Wenn man den Anspruch an sich selbst hat, Originalität zu erbringen und nicht nach einem originellen Werk in immer derselben Struktur/demselben Schema stecken zu bleiben (ich denke gerade an bestimmte (erfolgreiche) Autoren, die stets dasselbe in anderen Farben und mit anderen Namen schreiben, mitunter dabei nur bei anderen (erfolgreichen) Autoren abkupfern), bleibt einem nichts anderes übrig, als sich der Kreativität hinzugeben. Und man muss auch wissen, dass Kreativität nicht wie eine Maschine funktioniert und sie/sich realistisch einschätzen können. (So manche ›Zwischenarbeiten‹ purzeln auf dem Weg zum originellen Werk heraus wie Sägespäne; lässt sich oft schön beobachten.)

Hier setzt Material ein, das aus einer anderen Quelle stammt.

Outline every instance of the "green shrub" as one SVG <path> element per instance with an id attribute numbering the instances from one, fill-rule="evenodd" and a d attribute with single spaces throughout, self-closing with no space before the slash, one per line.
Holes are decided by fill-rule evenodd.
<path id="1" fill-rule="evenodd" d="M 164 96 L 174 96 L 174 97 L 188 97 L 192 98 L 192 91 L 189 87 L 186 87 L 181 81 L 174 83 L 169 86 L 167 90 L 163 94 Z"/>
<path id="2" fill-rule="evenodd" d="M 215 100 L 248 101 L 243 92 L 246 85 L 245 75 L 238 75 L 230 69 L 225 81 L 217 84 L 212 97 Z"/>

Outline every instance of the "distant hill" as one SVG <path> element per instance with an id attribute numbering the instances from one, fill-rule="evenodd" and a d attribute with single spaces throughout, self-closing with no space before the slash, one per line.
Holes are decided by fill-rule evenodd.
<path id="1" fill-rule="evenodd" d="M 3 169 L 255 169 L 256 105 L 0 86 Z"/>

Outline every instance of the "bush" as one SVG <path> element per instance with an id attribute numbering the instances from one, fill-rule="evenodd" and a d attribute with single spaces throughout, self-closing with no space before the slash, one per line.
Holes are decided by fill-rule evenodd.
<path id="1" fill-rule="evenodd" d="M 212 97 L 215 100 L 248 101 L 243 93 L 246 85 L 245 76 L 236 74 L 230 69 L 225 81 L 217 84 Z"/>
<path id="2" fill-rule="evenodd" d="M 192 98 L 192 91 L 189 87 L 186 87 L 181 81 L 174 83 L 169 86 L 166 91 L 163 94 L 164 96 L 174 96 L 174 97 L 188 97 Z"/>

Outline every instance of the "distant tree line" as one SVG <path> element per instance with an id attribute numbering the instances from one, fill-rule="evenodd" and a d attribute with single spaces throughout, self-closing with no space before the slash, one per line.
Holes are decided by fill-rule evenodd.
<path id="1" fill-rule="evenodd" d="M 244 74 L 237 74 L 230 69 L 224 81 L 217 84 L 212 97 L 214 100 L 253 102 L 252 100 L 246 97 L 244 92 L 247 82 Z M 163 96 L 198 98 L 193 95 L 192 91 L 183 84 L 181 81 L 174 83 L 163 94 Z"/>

Nun stelle ich die Einfangsfragen noch einmal und antworte:
Ist es kreativ, wenn ich ein Bild abmale? – Nein (weil abgemalt).
Wenn ich Socken stricke? – Nein (Socken gibt es schon sehr lange, soweit ich weiß).
Ein Muster in die Butter zeichne? – Vielleicht, kommt darauf an.
Eine Symphonie komponiere? – Ja (selbstverständlich).
Ein Physiker bin und eine neue, revolutionäre Theorie erarbeite? – Ja (logisch).
Aus den Haaren meiner Katze einen Teppichvorleger knüpfe? – Nein (s. Socken; wobei man hierüber wahrscheinlich streiten könnte, weil Katzenhaar).
Wenn ich als Informatiker ein neues Programm entwickle? – Ja (wenn es wirklich neu ist).
Oder meine Einbauküche mit Klebefolie überziehe? – Nein (um Gottes willen!).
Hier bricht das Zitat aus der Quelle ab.